If you are to apply compression to your injured area attempt to complete this immediately after injury, with continuous use over the first 72 hours. 

How to Apply?

When applying compression you should aim for uniform pressure, from the highest point of the limb/injury to the lowest point.  Compression can be applied through the use of elastic compression bandages.
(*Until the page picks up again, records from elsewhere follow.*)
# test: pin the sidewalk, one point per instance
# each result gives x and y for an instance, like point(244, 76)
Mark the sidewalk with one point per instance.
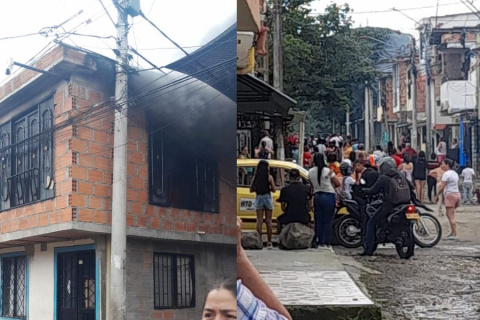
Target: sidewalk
point(313, 284)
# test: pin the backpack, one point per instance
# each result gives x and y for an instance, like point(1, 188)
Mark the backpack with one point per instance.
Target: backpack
point(399, 190)
point(263, 154)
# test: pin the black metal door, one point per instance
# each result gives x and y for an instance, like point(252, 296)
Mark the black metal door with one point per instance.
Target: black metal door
point(76, 285)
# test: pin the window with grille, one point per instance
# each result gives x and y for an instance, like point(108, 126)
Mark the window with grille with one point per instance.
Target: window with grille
point(26, 157)
point(14, 287)
point(174, 281)
point(180, 177)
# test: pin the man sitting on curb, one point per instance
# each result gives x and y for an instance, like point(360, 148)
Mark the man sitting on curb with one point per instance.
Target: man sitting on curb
point(296, 201)
point(255, 299)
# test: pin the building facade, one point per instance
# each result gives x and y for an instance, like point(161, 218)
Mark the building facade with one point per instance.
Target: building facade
point(56, 186)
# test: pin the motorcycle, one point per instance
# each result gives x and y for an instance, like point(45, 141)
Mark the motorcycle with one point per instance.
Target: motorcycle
point(348, 228)
point(428, 230)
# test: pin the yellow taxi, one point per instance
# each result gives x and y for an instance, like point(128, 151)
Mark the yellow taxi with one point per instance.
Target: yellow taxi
point(280, 171)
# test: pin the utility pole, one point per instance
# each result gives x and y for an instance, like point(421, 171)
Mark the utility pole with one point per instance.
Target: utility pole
point(118, 257)
point(347, 116)
point(428, 98)
point(414, 97)
point(371, 122)
point(278, 47)
point(367, 118)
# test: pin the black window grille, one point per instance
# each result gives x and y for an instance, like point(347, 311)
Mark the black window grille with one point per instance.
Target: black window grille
point(179, 177)
point(174, 281)
point(26, 155)
point(14, 287)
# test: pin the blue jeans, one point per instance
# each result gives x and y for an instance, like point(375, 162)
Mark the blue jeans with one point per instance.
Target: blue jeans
point(371, 230)
point(324, 205)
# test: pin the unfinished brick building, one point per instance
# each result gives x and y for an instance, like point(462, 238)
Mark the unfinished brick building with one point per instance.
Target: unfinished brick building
point(56, 144)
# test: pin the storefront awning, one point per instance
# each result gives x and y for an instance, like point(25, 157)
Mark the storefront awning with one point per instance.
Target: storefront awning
point(255, 95)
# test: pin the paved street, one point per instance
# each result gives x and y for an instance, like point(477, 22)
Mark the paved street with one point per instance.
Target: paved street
point(438, 283)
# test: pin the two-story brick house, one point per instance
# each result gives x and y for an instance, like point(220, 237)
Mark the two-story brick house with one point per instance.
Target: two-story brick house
point(56, 150)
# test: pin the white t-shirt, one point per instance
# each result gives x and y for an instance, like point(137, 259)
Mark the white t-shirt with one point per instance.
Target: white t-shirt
point(451, 178)
point(269, 145)
point(326, 185)
point(337, 141)
point(347, 184)
point(442, 148)
point(468, 175)
point(379, 154)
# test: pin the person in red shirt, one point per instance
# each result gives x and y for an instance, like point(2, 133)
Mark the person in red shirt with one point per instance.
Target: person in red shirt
point(396, 157)
point(410, 151)
point(307, 158)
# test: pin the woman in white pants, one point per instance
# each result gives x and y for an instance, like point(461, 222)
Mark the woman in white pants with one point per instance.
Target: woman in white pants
point(437, 174)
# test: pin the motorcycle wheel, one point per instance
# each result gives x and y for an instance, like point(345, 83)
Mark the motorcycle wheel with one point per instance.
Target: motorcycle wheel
point(428, 232)
point(344, 234)
point(405, 244)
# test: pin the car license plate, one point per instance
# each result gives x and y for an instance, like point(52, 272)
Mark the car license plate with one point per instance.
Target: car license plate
point(413, 216)
point(247, 205)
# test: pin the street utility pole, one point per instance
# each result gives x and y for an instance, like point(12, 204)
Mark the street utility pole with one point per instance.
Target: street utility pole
point(367, 118)
point(277, 46)
point(414, 97)
point(119, 192)
point(428, 99)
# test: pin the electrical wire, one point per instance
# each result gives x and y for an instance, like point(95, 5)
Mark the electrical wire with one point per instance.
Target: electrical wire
point(108, 13)
point(391, 10)
point(163, 33)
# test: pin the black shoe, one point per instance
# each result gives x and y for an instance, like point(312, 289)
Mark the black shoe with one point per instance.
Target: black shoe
point(364, 253)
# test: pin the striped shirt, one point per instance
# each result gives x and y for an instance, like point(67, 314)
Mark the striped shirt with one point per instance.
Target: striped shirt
point(251, 308)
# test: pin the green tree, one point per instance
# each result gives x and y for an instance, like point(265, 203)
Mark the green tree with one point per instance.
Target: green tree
point(326, 61)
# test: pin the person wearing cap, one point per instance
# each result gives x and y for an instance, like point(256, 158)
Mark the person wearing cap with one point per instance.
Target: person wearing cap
point(388, 170)
point(296, 200)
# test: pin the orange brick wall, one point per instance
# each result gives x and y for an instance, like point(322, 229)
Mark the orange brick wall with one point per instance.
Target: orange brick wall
point(83, 176)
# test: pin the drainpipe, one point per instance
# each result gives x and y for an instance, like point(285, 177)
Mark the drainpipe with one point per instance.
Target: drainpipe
point(119, 189)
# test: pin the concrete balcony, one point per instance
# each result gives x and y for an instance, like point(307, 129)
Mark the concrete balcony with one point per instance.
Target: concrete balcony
point(458, 96)
point(248, 15)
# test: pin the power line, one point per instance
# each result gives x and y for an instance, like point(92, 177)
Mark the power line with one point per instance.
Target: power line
point(391, 10)
point(108, 13)
point(163, 33)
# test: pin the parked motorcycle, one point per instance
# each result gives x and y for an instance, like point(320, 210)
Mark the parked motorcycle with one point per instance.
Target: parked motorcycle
point(427, 230)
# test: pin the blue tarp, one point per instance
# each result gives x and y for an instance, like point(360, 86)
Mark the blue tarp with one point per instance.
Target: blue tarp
point(219, 56)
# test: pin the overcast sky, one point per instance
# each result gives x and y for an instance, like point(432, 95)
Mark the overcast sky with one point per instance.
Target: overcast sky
point(187, 22)
point(396, 20)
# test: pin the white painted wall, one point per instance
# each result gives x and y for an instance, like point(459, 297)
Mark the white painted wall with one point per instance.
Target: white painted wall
point(41, 278)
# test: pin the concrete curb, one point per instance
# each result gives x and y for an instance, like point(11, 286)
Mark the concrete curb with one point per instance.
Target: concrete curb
point(370, 312)
point(313, 284)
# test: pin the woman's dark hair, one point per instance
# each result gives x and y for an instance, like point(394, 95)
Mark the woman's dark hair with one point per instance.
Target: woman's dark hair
point(227, 284)
point(261, 176)
point(319, 162)
point(448, 162)
point(331, 157)
point(352, 156)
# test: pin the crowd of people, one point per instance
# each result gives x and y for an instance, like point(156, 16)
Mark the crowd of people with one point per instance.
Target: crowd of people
point(338, 166)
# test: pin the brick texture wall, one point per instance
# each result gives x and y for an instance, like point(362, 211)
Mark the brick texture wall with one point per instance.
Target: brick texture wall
point(421, 84)
point(403, 85)
point(83, 172)
point(212, 263)
point(388, 85)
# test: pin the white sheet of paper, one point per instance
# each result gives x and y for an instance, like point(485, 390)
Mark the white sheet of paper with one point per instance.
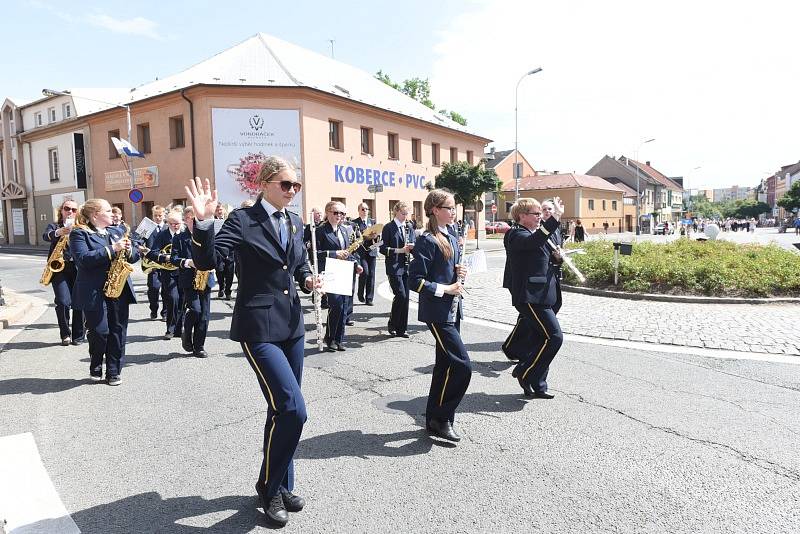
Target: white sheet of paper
point(337, 278)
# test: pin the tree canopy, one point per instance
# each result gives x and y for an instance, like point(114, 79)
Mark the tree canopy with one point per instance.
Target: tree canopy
point(419, 90)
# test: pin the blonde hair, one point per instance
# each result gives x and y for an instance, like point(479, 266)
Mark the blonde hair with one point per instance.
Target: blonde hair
point(523, 205)
point(89, 208)
point(436, 199)
point(272, 166)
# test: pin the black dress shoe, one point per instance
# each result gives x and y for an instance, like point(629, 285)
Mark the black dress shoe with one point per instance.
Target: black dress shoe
point(443, 429)
point(292, 502)
point(526, 388)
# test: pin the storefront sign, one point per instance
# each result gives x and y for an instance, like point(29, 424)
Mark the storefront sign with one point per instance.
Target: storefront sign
point(243, 139)
point(143, 177)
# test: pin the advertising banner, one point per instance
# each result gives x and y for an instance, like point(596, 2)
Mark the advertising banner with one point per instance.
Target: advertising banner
point(243, 139)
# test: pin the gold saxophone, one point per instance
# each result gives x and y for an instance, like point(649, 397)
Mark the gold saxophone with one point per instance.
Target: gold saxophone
point(201, 279)
point(118, 272)
point(55, 262)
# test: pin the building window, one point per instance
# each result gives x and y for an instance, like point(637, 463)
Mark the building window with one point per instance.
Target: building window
point(112, 150)
point(143, 136)
point(176, 138)
point(52, 156)
point(366, 141)
point(416, 150)
point(335, 134)
point(394, 145)
point(436, 154)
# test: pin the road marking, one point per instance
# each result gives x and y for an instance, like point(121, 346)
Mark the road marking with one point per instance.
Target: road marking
point(30, 502)
point(385, 291)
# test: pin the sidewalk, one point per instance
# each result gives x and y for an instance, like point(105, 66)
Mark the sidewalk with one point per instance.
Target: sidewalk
point(758, 328)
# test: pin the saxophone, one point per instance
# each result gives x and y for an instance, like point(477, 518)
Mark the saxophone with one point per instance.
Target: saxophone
point(201, 279)
point(119, 271)
point(55, 262)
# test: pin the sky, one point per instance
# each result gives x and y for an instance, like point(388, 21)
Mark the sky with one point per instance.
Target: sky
point(716, 84)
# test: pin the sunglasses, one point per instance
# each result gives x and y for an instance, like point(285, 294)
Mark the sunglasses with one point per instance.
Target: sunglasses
point(286, 185)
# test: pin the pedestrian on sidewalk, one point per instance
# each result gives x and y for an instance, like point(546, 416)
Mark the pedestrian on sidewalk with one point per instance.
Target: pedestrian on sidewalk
point(436, 274)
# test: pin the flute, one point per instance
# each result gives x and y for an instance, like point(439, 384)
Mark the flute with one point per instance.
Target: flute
point(317, 295)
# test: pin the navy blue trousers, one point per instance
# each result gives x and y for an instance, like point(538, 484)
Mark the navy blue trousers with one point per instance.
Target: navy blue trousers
point(107, 332)
point(196, 316)
point(451, 372)
point(540, 327)
point(398, 320)
point(339, 306)
point(154, 293)
point(62, 291)
point(279, 370)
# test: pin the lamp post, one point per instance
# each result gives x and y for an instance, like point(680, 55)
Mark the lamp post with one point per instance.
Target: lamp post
point(516, 132)
point(638, 195)
point(52, 92)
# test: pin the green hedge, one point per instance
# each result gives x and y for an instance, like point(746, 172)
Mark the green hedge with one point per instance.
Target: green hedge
point(689, 267)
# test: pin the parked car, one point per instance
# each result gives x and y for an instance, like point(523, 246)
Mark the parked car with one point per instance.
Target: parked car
point(499, 227)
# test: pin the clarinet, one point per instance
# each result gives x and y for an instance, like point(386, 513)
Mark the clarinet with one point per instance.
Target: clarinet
point(317, 294)
point(457, 298)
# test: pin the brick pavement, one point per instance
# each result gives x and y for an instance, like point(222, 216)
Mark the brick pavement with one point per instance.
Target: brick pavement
point(763, 328)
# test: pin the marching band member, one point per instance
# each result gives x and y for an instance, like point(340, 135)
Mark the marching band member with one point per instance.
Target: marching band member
point(333, 238)
point(64, 280)
point(154, 291)
point(368, 255)
point(197, 303)
point(267, 317)
point(227, 265)
point(434, 273)
point(531, 275)
point(173, 300)
point(396, 244)
point(95, 243)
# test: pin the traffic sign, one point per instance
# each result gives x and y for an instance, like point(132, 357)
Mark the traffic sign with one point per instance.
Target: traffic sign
point(135, 195)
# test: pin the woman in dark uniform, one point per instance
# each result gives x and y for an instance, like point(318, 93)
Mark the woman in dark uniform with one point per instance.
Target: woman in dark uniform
point(64, 280)
point(267, 316)
point(95, 243)
point(434, 274)
point(532, 272)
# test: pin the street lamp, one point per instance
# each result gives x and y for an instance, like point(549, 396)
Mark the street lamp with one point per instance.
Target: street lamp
point(638, 195)
point(52, 92)
point(516, 132)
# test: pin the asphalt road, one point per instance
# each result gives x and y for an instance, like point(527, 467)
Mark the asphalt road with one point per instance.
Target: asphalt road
point(635, 441)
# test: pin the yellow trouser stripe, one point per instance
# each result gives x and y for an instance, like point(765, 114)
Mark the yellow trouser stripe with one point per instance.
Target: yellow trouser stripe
point(272, 405)
point(546, 339)
point(508, 341)
point(447, 375)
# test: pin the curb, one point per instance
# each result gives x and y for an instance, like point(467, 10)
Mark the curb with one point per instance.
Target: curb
point(676, 298)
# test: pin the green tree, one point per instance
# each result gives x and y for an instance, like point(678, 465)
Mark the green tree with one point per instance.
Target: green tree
point(419, 90)
point(791, 199)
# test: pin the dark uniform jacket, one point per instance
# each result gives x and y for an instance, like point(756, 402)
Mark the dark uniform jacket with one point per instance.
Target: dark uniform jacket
point(428, 269)
point(533, 277)
point(267, 305)
point(393, 238)
point(93, 254)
Research has suggested that compression should not be combined with elevation.



What it could do?

The theory for using elevation after injury is to try to restore the pressure gradients within the affected tissue.  Elevating an acutely injured joint could decrease the gravitational force exerted on the column of blood between the heart and limb. With the possible result being decreased hydrostatic pressure within the vasculature, minimising swelling and the resistance to venous and lymphatic flow around the injured tissue.

How to Elevate.

Despite clear rationale, the optimal duration or angle of elevation remains contentious.  However if you choose to elevate your limb try to complete this as long as can be tolerated. 

It is also important to know that some research suggests that after elevation the limb volumes return to their original measurements after 5 minutes, on return to a gravity dependent position e.g. Ankle - sitting with foot on the floor.  Clinically, a graduated return to standing after elevation is perhaps most likely to minimise rebound swelling and discomfort.  

So why Elevate? 

Well during the period of elevation is perhaps an opportunity for you to gently move the injured/painful tissues more easily which if repeated frequently could reduce localised stiffness.